I had the same issue with a Lamson Guru 2 on my 10wt. Lost a big bull red in La when the spool popped off mid fight. The guys at Sportsman's finest knew what was up when I talked with them about it. When it's set up for right hand retrieve, the drag nut loosens up with outgoing drag. If you put a drop of super glue on it when you convert it to right hand retrieve, it supposedly solves the problem. I had already returned the reel to BPS and ended up buying a Ross EvoR Salt.


----------



## Finn Maccumhail (Feb 16, 2009)

I had a big jack completely smoke down the drag on a Lamson Velocity on my 10wt several years ago. They just don't have the ability to handle big fish. Lamson replaced it under warranty but I promptly upgraded to a Tibor Riptide for my 10wt.

And I had a Lamson Velocity on my 8wt as well that had the drag lock up because the seal leaked. Also replaced with a Tibor Everglades.

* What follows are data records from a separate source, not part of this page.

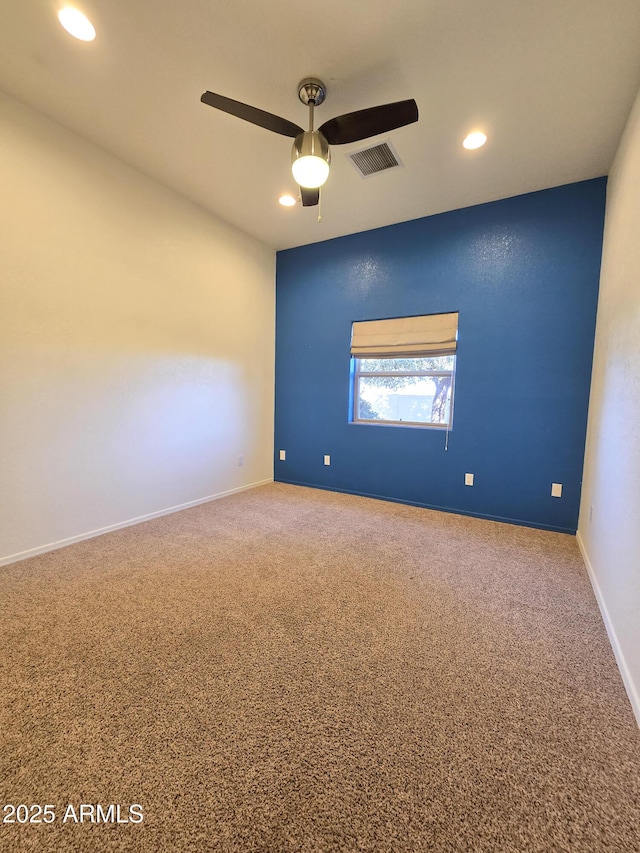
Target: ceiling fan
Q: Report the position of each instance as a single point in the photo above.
(310, 155)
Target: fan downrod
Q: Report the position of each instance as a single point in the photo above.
(312, 91)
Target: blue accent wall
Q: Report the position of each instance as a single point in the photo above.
(523, 274)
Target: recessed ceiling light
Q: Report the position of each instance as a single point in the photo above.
(76, 24)
(475, 140)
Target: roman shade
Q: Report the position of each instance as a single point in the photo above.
(405, 337)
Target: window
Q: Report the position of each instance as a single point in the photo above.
(403, 370)
(411, 391)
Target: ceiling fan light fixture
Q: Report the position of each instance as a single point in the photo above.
(310, 159)
(76, 24)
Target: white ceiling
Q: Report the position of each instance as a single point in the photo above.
(550, 81)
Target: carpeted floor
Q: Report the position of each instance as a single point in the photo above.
(290, 669)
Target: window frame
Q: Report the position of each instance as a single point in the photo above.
(357, 373)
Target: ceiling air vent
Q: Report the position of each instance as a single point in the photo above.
(376, 159)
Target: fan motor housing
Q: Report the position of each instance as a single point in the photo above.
(312, 91)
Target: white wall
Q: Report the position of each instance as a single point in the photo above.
(136, 343)
(609, 534)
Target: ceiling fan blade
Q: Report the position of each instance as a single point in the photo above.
(309, 197)
(252, 114)
(352, 127)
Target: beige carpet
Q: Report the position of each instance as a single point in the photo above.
(295, 670)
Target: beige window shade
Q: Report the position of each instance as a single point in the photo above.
(410, 337)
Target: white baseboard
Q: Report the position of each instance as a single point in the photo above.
(630, 687)
(62, 543)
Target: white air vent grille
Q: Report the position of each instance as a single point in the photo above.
(372, 160)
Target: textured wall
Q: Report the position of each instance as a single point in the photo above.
(523, 275)
(609, 531)
(136, 343)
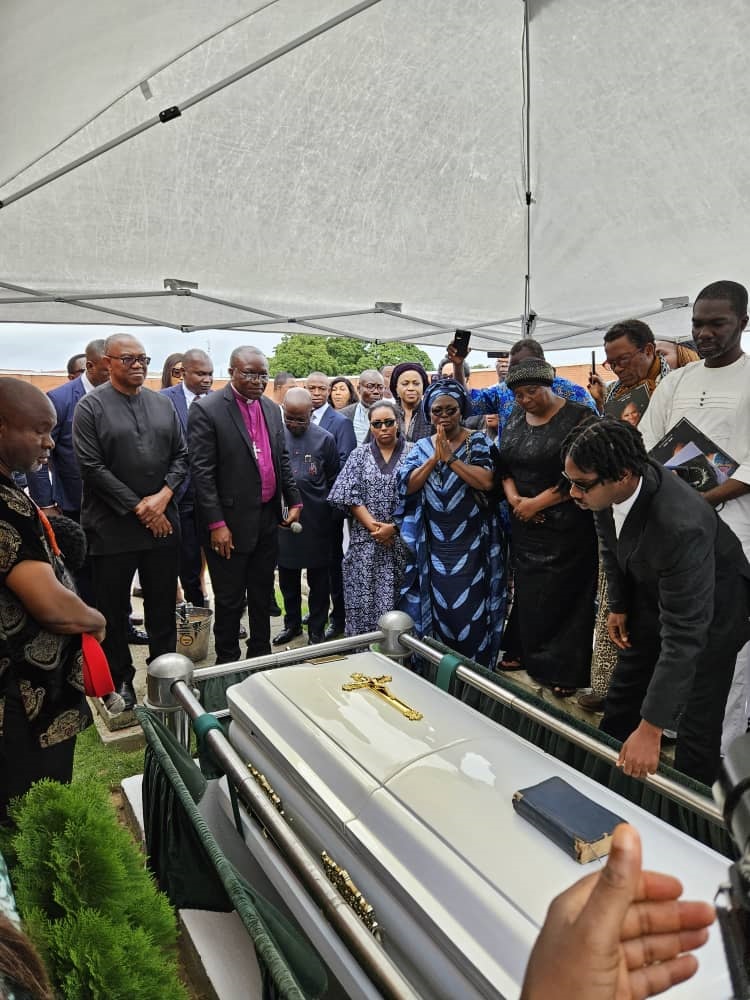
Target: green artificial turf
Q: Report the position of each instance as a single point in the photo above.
(102, 765)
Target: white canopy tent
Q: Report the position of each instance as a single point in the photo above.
(371, 181)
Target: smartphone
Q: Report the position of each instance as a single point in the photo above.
(461, 342)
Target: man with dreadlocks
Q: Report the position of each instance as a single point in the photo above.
(679, 591)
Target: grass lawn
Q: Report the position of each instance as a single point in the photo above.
(103, 765)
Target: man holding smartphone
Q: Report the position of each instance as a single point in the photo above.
(498, 398)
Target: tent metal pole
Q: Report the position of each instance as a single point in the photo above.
(168, 114)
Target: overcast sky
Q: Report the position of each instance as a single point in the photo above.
(44, 348)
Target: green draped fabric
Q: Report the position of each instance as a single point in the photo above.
(192, 870)
(681, 817)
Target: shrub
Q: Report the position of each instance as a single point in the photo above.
(87, 900)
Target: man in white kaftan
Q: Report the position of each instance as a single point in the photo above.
(714, 394)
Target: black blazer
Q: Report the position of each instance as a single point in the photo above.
(680, 574)
(225, 474)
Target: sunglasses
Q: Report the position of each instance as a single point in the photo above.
(130, 359)
(583, 487)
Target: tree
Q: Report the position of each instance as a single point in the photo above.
(301, 354)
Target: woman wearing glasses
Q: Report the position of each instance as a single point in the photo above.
(367, 489)
(454, 582)
(553, 543)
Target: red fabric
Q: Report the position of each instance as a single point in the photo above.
(97, 680)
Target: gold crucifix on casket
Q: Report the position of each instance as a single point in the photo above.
(361, 682)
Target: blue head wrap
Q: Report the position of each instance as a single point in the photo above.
(446, 387)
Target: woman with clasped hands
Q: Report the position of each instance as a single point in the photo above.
(41, 683)
(621, 934)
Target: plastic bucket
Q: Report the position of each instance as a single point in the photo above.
(193, 631)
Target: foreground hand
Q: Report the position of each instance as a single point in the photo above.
(617, 628)
(160, 527)
(384, 534)
(221, 542)
(639, 754)
(150, 508)
(620, 934)
(526, 509)
(292, 516)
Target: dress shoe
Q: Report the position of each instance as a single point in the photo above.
(591, 702)
(136, 637)
(127, 694)
(286, 635)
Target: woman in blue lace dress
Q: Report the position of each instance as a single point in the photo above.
(454, 581)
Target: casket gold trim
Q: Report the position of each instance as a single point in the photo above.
(341, 880)
(361, 682)
(264, 783)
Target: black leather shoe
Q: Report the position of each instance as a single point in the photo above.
(136, 637)
(127, 693)
(286, 635)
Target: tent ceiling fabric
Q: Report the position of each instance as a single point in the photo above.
(381, 161)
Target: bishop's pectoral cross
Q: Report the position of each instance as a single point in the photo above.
(361, 682)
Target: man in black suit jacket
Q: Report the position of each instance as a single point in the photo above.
(342, 429)
(679, 593)
(240, 471)
(197, 379)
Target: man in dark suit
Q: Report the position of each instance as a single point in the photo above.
(197, 379)
(342, 429)
(315, 465)
(57, 487)
(371, 388)
(679, 593)
(240, 471)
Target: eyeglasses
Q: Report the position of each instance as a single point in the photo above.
(623, 361)
(130, 359)
(583, 487)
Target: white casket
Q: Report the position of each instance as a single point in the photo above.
(420, 815)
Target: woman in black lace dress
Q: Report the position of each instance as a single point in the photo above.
(553, 543)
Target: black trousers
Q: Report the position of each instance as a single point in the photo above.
(22, 760)
(698, 750)
(335, 577)
(246, 577)
(190, 556)
(317, 602)
(113, 575)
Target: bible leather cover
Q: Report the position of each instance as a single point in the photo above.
(581, 827)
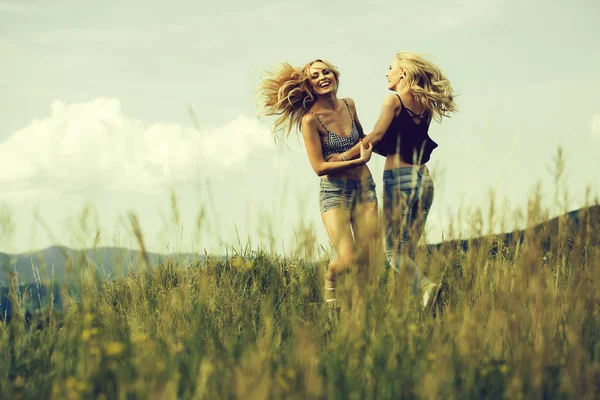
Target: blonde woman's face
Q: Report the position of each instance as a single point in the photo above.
(394, 74)
(322, 79)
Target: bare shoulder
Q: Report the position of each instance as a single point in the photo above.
(351, 104)
(309, 122)
(308, 119)
(391, 100)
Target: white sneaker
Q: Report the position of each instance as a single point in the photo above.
(431, 292)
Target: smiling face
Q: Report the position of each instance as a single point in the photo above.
(322, 78)
(395, 75)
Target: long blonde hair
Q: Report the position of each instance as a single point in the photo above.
(428, 85)
(286, 91)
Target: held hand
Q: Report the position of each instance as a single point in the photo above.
(365, 152)
(334, 157)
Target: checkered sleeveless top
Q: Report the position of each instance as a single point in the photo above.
(336, 143)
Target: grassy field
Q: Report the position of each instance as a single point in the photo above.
(518, 319)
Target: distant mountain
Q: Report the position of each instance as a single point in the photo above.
(575, 222)
(59, 261)
(116, 261)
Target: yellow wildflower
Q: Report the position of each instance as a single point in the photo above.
(139, 338)
(114, 348)
(88, 318)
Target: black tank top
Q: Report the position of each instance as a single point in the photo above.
(406, 137)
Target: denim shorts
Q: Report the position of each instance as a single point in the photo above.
(345, 193)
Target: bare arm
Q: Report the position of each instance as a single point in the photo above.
(315, 156)
(388, 111)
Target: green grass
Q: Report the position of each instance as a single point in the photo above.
(521, 321)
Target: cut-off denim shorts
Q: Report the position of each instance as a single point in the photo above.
(345, 193)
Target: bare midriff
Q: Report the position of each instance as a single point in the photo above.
(360, 172)
(393, 161)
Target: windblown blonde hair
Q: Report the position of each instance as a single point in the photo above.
(428, 85)
(286, 91)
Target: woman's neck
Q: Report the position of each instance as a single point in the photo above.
(327, 102)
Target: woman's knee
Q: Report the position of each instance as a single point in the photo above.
(341, 262)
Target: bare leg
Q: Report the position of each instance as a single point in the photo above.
(337, 224)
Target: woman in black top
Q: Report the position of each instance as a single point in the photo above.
(421, 93)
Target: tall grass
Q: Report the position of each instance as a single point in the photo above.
(518, 319)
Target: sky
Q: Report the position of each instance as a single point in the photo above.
(115, 108)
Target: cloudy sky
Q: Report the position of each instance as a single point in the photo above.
(113, 106)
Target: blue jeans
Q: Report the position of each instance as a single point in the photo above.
(407, 198)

Lamson reels are just fine in freshwater but I don't trust them in the salt.


----------



## Ish (Oct 30, 2008)

you don't need a drag.

that's what God gave you palms for.

:smile:


----------



## 2thDr (Jan 25, 2014)

*reel*

Lamson Litespeed 3.5 has withstood 15 years of abuse from me, from bonefish, permit, jacks, coho, king salmon, and a couple hundred steelhead from Washington to Alaska up to 42 inches. Countless reds on our coast. One time the drag screwed up and Lamson replaced it for free. I cannot say the same for any other reel I've ever owned. I've never tried Lamson's cheaper reels.


----------